The old model of military supremacy was based on exquisite systems—attractive but expensive, slow to produce, and resulting in massive losses upon destruction. But today, such a system alone is insufficient. In 2023, US Deputy Secretary of Defense Kathleen Hicks unveiled the Pentagon's 'Replicator' project, calling it a plan to maintain American superiority over its rivals.

She described the 'Replicator' system as 'small, smart, cheap, and numerous.'

Future wars will not be won solely by a force possessing a single type of superior system. Victory will go to those who can operate a cheap, agile, and intelligently interconnected network using capable platforms. A large number of ordinary systems can defeat a small number of exquisite systems.

The US is now using a low-cost drone system called 'Lucus,' similar to Iran's 'Shahed-136.' The world's most advanced military is learning from a 'rogue regime' that has long faced sanctions. This is happening because the 'logic' of war has changed.

'Software,' automated systems, and real-time network connectivity have given quantity a quality of its own. Horowitz argues that just as 'machine guns and tanks' were used in massive quantities in the past, precision strike systems will also be used in massive quantities going forward.

Ukraine currently serves as the great laboratory for the new era in warfare. Ukraine has developed a model for wartime adaptation. Ukraine's 'Sting Interceptor' drone costs only $2,000. It flies at speeds of 280 kilometers per hour.

Since mid-2023, it has shot down over 3,000 Shahed drones. According to Reuters, production is also occurring at a rate of over 10,000 per month. According to pilots involved in test flights, anyone familiar with operating older drones can learn to fly these in just '3 to 4 days.'

There is also a software aspect. Ukraine has given its allies open access to all data generated on the battlefield. This allows them to train their own drones. Such training will significantly enhance 'pattern recognition' and targeting capabilities. According to Ukrainian Minister of Digital Transformation Mykhailo Fedorov, his country currently possesses 'a unique repository of battlefield data, more than any other country in the world.'

This includes millions of images collected during tens of thousands of combat flights. In other words, the most valuable asset in war is no longer just 'hardware'; 'data' now holds equal importance.

The impact of these facts and figures is not limited to the Gulf region and Ukraine. According to a top Ukrainian commander, Moscow is currently producing 400 Shahed-style drones daily, with a goal to increase production to 1,000 per day. Meanwhile, the American arms company 'Lockheed Martin' produced only 600 interceptors throughout 2024.

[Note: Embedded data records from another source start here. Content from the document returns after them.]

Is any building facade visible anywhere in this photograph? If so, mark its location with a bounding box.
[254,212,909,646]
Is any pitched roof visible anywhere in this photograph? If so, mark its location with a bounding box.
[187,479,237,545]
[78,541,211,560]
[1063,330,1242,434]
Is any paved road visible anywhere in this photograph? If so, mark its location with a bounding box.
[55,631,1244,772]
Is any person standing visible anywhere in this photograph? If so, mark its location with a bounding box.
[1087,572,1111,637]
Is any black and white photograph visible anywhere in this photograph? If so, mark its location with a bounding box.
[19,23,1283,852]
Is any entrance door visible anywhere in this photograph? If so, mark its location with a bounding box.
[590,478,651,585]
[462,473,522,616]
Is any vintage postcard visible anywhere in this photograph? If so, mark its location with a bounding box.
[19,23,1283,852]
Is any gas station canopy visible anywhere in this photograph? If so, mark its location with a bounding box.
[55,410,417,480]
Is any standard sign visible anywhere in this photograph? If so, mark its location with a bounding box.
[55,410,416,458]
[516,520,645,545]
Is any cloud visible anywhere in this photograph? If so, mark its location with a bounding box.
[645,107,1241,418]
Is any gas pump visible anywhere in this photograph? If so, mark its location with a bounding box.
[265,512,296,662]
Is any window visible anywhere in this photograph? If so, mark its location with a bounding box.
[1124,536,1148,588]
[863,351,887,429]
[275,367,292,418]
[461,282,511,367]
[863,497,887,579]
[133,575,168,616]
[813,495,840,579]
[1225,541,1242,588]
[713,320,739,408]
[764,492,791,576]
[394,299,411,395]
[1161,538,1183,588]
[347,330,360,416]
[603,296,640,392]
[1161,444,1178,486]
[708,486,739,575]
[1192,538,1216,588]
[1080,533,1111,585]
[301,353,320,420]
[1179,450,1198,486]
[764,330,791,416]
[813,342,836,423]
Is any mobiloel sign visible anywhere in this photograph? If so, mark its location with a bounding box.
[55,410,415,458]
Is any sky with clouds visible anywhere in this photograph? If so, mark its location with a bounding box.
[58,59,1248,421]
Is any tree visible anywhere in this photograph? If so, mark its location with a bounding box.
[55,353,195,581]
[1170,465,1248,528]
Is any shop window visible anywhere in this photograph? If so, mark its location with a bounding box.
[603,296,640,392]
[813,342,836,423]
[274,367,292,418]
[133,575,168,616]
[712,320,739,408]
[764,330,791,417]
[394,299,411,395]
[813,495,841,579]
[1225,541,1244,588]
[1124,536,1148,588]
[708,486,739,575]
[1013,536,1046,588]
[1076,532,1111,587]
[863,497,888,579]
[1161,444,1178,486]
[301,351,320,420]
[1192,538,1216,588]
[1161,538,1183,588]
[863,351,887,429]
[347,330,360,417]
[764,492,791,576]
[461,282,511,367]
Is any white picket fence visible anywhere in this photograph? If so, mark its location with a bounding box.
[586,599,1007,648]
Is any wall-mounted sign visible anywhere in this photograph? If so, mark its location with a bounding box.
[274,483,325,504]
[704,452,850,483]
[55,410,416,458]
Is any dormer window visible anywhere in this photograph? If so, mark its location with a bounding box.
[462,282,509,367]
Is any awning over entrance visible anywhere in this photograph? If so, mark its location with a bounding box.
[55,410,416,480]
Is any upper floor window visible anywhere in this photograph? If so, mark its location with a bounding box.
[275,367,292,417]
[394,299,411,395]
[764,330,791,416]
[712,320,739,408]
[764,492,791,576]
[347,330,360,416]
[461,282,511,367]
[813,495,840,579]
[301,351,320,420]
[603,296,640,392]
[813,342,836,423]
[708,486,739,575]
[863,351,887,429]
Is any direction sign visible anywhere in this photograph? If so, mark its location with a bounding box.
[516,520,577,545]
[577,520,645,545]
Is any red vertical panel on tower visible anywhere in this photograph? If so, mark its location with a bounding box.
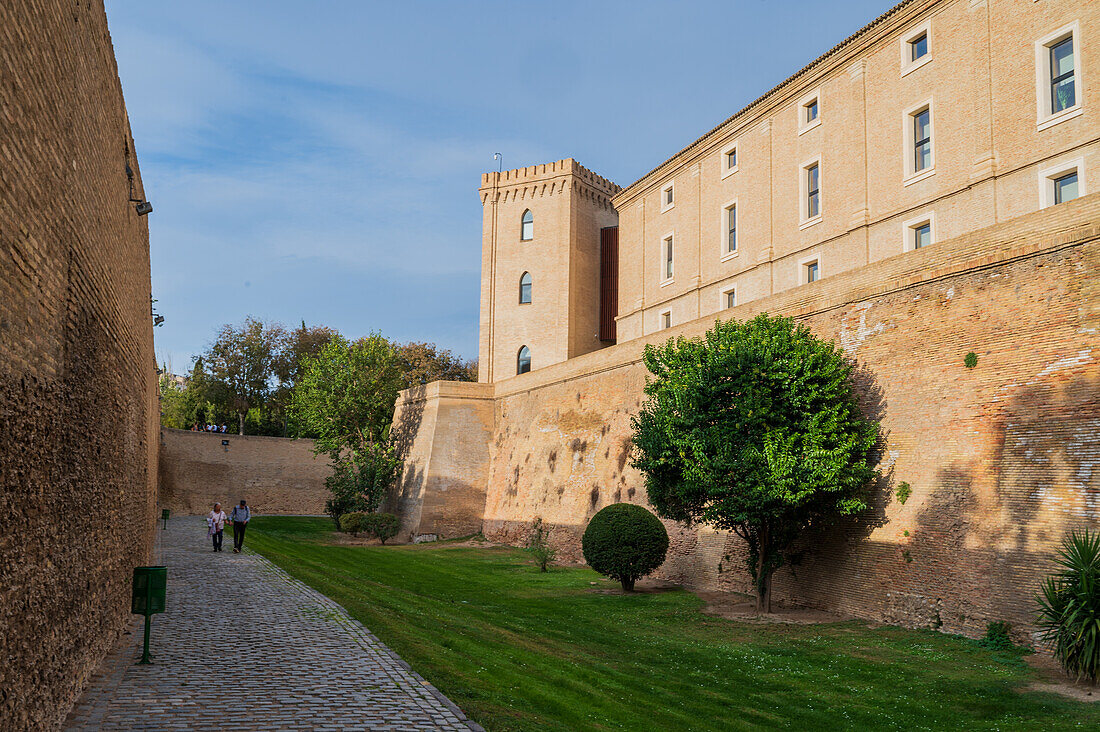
[600,227,618,342]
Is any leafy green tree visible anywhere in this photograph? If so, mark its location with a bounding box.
[290,334,403,452]
[202,315,286,435]
[290,334,404,525]
[633,314,879,612]
[396,342,477,389]
[268,320,339,437]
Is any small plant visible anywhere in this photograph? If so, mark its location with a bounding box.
[894,481,913,505]
[978,620,1015,651]
[525,517,558,572]
[1037,528,1100,684]
[338,511,366,536]
[581,503,669,592]
[362,513,400,544]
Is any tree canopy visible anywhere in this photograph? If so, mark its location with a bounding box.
[633,314,879,612]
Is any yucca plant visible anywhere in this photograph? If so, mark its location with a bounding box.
[1038,529,1100,684]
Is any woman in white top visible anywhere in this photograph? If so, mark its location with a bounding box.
[207,503,228,551]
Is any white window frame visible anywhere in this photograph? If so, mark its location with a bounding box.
[901,211,936,252]
[661,181,677,214]
[901,97,936,186]
[657,308,672,330]
[901,18,933,76]
[718,198,741,262]
[799,252,825,285]
[718,285,740,312]
[658,231,677,287]
[718,140,741,179]
[798,88,822,134]
[1038,156,1088,208]
[799,155,825,231]
[1035,21,1085,131]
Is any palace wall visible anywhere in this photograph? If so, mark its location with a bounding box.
[400,194,1100,635]
[160,427,331,515]
[0,0,158,730]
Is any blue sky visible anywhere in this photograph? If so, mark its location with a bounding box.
[107,0,894,365]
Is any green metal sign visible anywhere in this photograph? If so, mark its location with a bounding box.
[130,567,168,664]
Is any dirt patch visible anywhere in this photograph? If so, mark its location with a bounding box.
[1024,653,1100,703]
[695,591,853,625]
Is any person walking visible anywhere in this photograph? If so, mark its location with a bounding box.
[207,503,228,551]
[232,499,252,554]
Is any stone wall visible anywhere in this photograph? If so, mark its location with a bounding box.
[161,427,330,515]
[402,194,1100,635]
[0,0,157,730]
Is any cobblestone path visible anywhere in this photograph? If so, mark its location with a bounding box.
[66,516,481,730]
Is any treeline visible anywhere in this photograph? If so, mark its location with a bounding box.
[161,316,477,437]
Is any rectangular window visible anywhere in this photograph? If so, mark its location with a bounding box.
[718,141,737,177]
[912,108,932,173]
[803,99,817,123]
[806,163,822,219]
[1035,21,1085,131]
[1054,171,1077,205]
[1051,35,1077,114]
[1038,157,1088,208]
[909,33,928,61]
[913,223,932,249]
[798,89,822,134]
[726,205,737,254]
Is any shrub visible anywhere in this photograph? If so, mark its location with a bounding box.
[1038,528,1100,684]
[363,513,400,544]
[978,620,1015,651]
[339,511,367,536]
[525,517,558,571]
[894,481,913,505]
[581,503,669,592]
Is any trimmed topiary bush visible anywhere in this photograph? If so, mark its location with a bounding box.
[337,511,367,536]
[581,503,669,592]
[363,513,400,544]
[1038,528,1100,684]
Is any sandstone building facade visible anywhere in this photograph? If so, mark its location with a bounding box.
[394,0,1100,633]
[0,0,158,730]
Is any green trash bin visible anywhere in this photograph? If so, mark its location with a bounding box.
[130,567,168,664]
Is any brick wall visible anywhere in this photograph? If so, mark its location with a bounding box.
[160,427,331,515]
[0,0,157,730]
[404,194,1100,640]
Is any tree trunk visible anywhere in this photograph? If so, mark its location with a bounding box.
[756,526,772,613]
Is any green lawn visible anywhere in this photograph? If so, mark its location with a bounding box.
[249,517,1100,732]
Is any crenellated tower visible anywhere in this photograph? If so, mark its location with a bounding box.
[479,157,620,382]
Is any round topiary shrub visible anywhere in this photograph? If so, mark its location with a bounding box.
[581,503,669,592]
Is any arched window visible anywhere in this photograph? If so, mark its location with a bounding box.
[519,272,531,305]
[519,208,535,241]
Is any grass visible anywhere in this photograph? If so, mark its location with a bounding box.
[249,516,1100,732]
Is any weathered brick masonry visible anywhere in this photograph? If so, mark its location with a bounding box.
[160,427,330,515]
[0,0,157,730]
[397,194,1100,634]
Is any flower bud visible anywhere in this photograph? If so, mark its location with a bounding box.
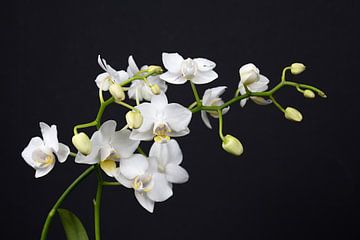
[72,132,92,155]
[146,65,163,74]
[150,83,161,95]
[304,89,315,98]
[125,111,143,129]
[222,134,244,156]
[291,63,305,75]
[285,107,302,122]
[109,83,125,102]
[239,63,260,85]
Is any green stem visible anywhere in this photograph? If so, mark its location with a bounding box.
[103,181,121,186]
[269,95,285,112]
[218,110,224,140]
[40,166,95,240]
[189,81,201,106]
[94,165,104,240]
[117,102,139,111]
[190,81,326,113]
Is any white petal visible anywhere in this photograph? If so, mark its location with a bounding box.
[114,168,132,188]
[194,58,216,72]
[165,164,189,183]
[99,120,116,143]
[21,137,44,167]
[163,103,192,131]
[147,173,173,202]
[160,72,187,84]
[39,122,59,152]
[135,191,155,213]
[136,103,156,133]
[149,139,183,166]
[127,55,139,77]
[250,97,272,105]
[162,53,184,73]
[111,129,140,158]
[128,80,144,101]
[55,143,70,163]
[168,128,190,137]
[120,154,149,179]
[151,93,168,110]
[191,71,218,84]
[35,161,55,178]
[114,70,129,84]
[95,73,111,91]
[201,111,212,129]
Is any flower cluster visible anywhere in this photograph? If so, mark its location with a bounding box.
[22,53,326,216]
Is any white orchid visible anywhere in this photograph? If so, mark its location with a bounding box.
[160,53,218,84]
[95,55,129,91]
[75,120,140,177]
[130,93,192,142]
[21,122,70,178]
[115,139,189,212]
[201,86,230,129]
[127,56,167,101]
[238,63,271,107]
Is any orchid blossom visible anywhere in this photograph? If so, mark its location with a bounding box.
[21,122,70,178]
[160,53,218,84]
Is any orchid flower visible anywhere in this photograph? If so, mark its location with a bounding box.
[95,55,129,91]
[238,63,271,107]
[127,56,167,101]
[130,93,192,142]
[115,139,189,212]
[75,120,140,177]
[160,53,218,84]
[201,86,230,129]
[21,122,70,178]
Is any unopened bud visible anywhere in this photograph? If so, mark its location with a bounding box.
[291,63,305,75]
[109,83,125,102]
[72,132,92,155]
[146,65,163,74]
[125,111,143,129]
[222,134,244,156]
[318,91,327,98]
[150,83,161,95]
[304,89,315,98]
[285,107,302,122]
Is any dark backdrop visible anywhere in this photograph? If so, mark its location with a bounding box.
[1,0,360,240]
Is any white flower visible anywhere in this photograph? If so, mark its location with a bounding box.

The plan is to increase this to 2,000 by 2027. This is where the story diverges. The main issue is no longer just the production of advanced technology, but industrial-scale production incorporating lessons from the battlefield with high-speed software integration.

This military revolution has many profound implications. With the proliferation of drones, war can happen anywhere. Soldiers will never rest. When there is no physical presence of humans on the battlefield, it also becomes easier to push the war into a 'deadlock' (stalemate).

With lethal weapons being easily produced, terrorist groups, drug 'cartels,' and criminal organizations can also wage war—something previously thought possible only for organized armed forces.

The Gulf War of 1991 taught the world that advanced technology makes war precise. Now, in 2024, Iran is teaching the world an even bigger lesson: precision warfare capability is now being mass-produced. Countries with the best 'platforms' will no longer dominate war.

Those who can integrate small, agile weapons with expensive weapon systems and large numbers of drones will prevail. Human decision-making in war is gradually being replaced by 'computer algorithms.' This is the future of war. This day has arrived much sooner than any of us imagined.

(Adapted from Foreign Policy)

This specific news has been automatically translated by AI. As a result, there may be some inaccuracies or language errors.